(caesarean Section IMPLEmentation study)
Best timing of a caesarean section in non-progressing labour
A caesarean section performed without a clear indication results in additional morbidity and costs without improvement of outcome. The group of women delivering their first baby is the largest contributor to the caesarean section rate (46% of all caesarean sections in the Netherlands, 13.000 annually). In about 11% of all deliveries in secondary care, women are diagnosed with non-progressing labour, resulting in a caesarean section in 45% (SIMPLE I). This makes non-progressing labour one of the most important indications for a caesarean section. Although in the Netherlands about 6400 caesarean sections are annually performed based on non-progressing labour, the actual moment of diagnosis and timing of the caesarean section in this group is still unclear. The second largest group contributing to the caesarean section rate are women with a previous caesarean section. Reducing the number of caesarean sections in the first pregnancy reduces the number in the following one by at least 50%.
In women with non-progressing labour we want to assess the safety of waiting until the SIMPLE partogram is crossed compared to performing a caesarean section directly after the Friedman action line is crossed.
Multicenter randomized controlled trial
Term nulliparous women with an intention to a vaginal delivery and a singleton pregnancy with a child in cephalic presentation.
- Singleton pregnancy
- Cephalic presentation
- ≥ 37 weeks of pregnancy
- ≥ 4 cm dilatation
- Non-progressing labour (passing the Friedman partogram action line)

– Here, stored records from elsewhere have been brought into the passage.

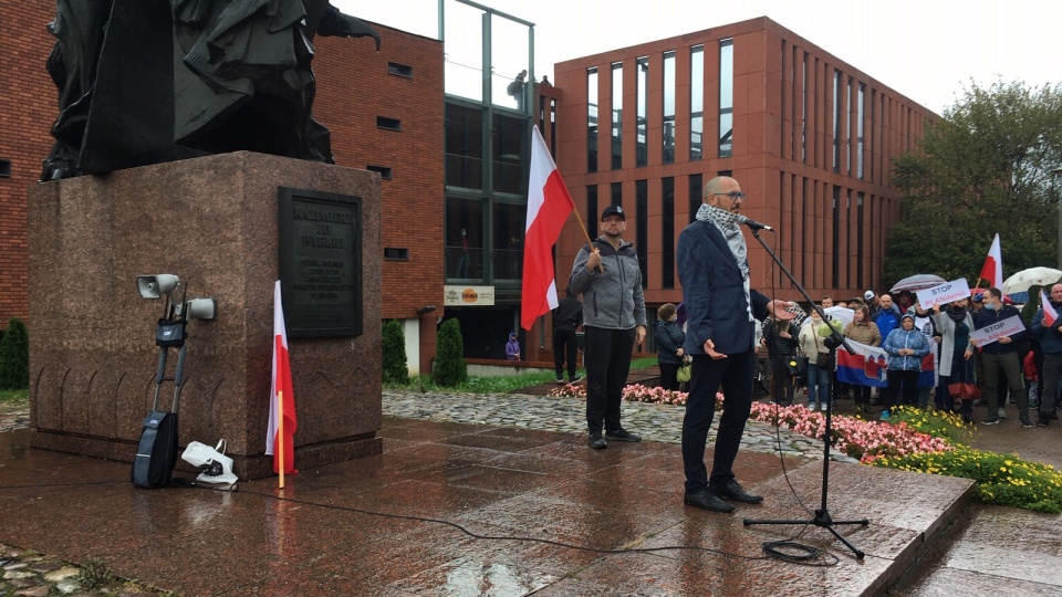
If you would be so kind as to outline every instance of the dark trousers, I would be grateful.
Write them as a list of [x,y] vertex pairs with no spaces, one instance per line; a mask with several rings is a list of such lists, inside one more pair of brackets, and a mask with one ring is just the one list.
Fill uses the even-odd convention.
[[564,363],[568,363],[568,378],[575,378],[575,353],[579,352],[579,344],[575,342],[574,329],[554,329],[553,331],[553,368],[556,369],[556,377],[564,374]]
[[896,398],[899,396],[900,389],[904,390],[904,405],[916,406],[918,404],[918,376],[922,375],[920,370],[888,369],[885,375],[888,383],[888,386],[885,387],[885,410],[896,406]]
[[660,365],[660,387],[666,390],[671,390],[671,391],[677,390],[679,366],[671,365],[670,363],[659,363],[659,365]]
[[620,429],[620,402],[631,373],[635,328],[606,329],[585,326],[586,428],[591,433]]
[[[686,470],[686,491],[697,492],[708,486],[733,481],[733,459],[741,446],[745,422],[752,410],[752,379],[756,375],[756,353],[747,350],[719,360],[707,355],[695,355],[689,377],[686,417],[683,419],[683,465]],[[726,408],[716,430],[711,479],[705,467],[705,443],[708,428],[716,415],[716,392],[722,389]]]

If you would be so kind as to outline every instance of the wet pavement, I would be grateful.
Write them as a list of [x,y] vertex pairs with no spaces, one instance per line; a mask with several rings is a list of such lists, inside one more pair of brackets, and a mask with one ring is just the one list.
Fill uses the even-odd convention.
[[[681,504],[678,407],[625,404],[646,441],[603,451],[585,447],[572,399],[387,394],[384,410],[383,454],[304,470],[285,490],[137,490],[126,463],[0,433],[0,543],[181,595],[1062,594],[1062,519],[969,506],[960,479],[832,462],[833,517],[871,521],[837,527],[862,562],[822,528],[743,525],[811,519],[821,498],[821,444],[783,433],[779,459],[760,423],[736,467],[764,504],[715,514]],[[0,411],[4,425],[18,415]],[[1013,416],[975,438],[1062,452],[1059,428]],[[763,555],[796,534],[823,555]]]

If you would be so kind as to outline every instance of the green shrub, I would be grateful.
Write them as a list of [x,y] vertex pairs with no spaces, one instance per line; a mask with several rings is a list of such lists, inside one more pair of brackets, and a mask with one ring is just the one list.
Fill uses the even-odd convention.
[[406,363],[406,338],[402,324],[392,320],[384,324],[384,381],[407,384],[409,367]]
[[0,389],[30,387],[30,336],[25,324],[11,317],[0,339]]
[[447,320],[439,328],[439,337],[435,352],[435,370],[431,371],[435,383],[442,387],[460,385],[468,378],[468,367],[465,364],[465,342],[461,339],[461,324],[456,320]]

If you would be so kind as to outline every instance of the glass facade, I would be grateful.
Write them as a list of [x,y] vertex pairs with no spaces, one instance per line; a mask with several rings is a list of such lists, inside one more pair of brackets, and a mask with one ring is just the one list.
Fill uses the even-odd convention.
[[483,188],[483,111],[446,104],[446,184]]
[[623,63],[612,65],[612,169],[623,168]]
[[675,51],[664,52],[664,164],[675,163]]
[[705,137],[705,46],[689,49],[689,159],[704,153]]
[[638,254],[638,268],[642,269],[642,287],[649,285],[649,181],[634,181],[634,250]]
[[733,153],[733,40],[719,42],[719,157]]
[[645,166],[649,163],[649,56],[642,56],[634,61],[635,73],[638,75],[635,96],[637,105],[637,132],[635,135],[635,166]]
[[660,179],[660,286],[675,287],[675,179]]

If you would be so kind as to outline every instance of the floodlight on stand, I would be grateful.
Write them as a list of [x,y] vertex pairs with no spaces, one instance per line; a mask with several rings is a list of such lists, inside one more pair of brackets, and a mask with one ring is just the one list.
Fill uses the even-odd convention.
[[155,274],[136,276],[136,290],[142,298],[160,298],[180,285],[180,279],[174,274]]

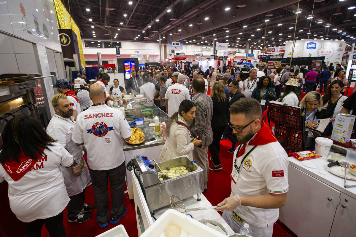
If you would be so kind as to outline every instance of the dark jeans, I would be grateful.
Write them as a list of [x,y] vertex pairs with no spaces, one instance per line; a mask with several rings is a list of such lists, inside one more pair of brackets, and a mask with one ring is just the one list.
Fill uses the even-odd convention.
[[108,207],[109,201],[108,196],[108,177],[111,188],[112,216],[120,217],[125,211],[124,207],[124,185],[125,183],[126,168],[124,162],[111,169],[90,169],[95,205],[96,207],[96,215],[99,223],[106,222],[110,216]]
[[220,151],[220,140],[226,125],[218,127],[211,127],[213,130],[213,142],[209,145],[209,150],[213,157],[214,165],[220,165],[220,158],[219,158],[219,152]]
[[321,93],[323,92],[323,86],[324,86],[324,92],[326,92],[326,89],[328,89],[328,81],[321,81],[320,82],[320,93]]
[[274,91],[276,91],[276,95],[277,96],[277,99],[279,98],[279,96],[281,95],[281,89],[282,88],[282,85],[280,84],[274,87]]
[[66,237],[66,230],[63,225],[63,211],[57,216],[46,219],[38,219],[25,224],[25,237],[41,237],[41,230],[44,226],[51,237]]
[[83,209],[84,206],[84,201],[85,200],[85,189],[83,192],[69,197],[70,200],[67,205],[67,217],[74,218]]
[[232,133],[232,129],[228,125],[226,125],[226,128],[224,131],[224,134],[225,135],[226,137],[229,139],[232,143],[231,147],[234,148],[236,144],[237,143],[237,139],[236,139],[236,135]]
[[308,92],[313,91],[313,87],[315,85],[315,81],[307,81],[305,82],[305,87],[307,91],[305,93],[308,94]]

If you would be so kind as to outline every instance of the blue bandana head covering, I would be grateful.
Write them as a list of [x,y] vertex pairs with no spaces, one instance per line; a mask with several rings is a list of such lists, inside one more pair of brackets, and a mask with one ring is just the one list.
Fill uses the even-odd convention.
[[59,88],[70,88],[69,81],[66,79],[60,79],[56,82],[56,87]]

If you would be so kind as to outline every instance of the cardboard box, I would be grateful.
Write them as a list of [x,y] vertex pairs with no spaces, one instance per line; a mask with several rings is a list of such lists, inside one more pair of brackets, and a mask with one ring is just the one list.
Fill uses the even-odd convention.
[[352,132],[355,117],[351,114],[337,114],[333,128],[331,139],[342,143],[348,142]]

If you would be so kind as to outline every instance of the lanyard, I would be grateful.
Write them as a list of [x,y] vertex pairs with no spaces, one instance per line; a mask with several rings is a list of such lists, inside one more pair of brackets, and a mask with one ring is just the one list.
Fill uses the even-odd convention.
[[253,85],[255,85],[255,83],[256,82],[256,80],[257,80],[257,79],[256,78],[254,80],[253,80],[253,82],[252,84],[252,85],[251,85],[251,87],[250,87],[250,86],[248,85],[248,84],[250,83],[250,78],[248,79],[248,80],[247,81],[247,87],[248,88],[249,90],[251,90],[251,88],[252,88],[252,87],[253,87]]
[[[245,146],[246,146],[246,145],[245,144]],[[241,149],[241,147],[242,146],[242,145],[241,145],[241,146],[240,146],[240,147],[239,147],[239,150],[237,150],[237,153],[236,153],[236,159],[235,160],[235,161],[234,162],[234,163],[235,163],[235,165],[236,165],[236,161],[237,160],[237,156],[239,155],[239,152],[240,152],[240,149]],[[242,163],[244,162],[244,161],[245,159],[246,158],[246,157],[247,157],[247,156],[248,156],[249,155],[250,155],[250,153],[251,153],[251,152],[252,151],[253,151],[253,150],[255,148],[256,148],[256,146],[257,146],[257,145],[255,146],[254,146],[252,148],[252,149],[251,149],[251,150],[250,150],[250,151],[248,151],[248,152],[247,153],[247,154],[246,154],[246,155],[245,155],[245,156],[244,157],[244,158],[242,158],[242,160],[241,161],[241,163],[240,163],[240,166],[239,166],[238,168],[237,168],[237,166],[236,166],[236,168],[237,168],[237,172],[238,173],[240,173],[240,167],[241,167],[241,165],[242,164]]]

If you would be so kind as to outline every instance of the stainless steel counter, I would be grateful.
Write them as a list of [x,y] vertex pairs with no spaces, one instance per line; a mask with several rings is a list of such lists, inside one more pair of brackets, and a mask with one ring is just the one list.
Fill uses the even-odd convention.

- Pain considered manageable for continuation of delivery
- < 18 years of age
- Unable to read or understand informed consent
- Fetus with relevant congenital malformation that can influence the delivery mode OR have a higher risk for NICU admittance
- Indication for a caesarean section due to fetal distress
When after regular interventions (rupture of membranes, adequate pain medication, oxytocin augmentation, empty bladder) the Friedman partogram action line is crossed, randomisation occurs between performing a caesarean section (control group) and waiting until the Simple partogram action line is crossed (intervention group).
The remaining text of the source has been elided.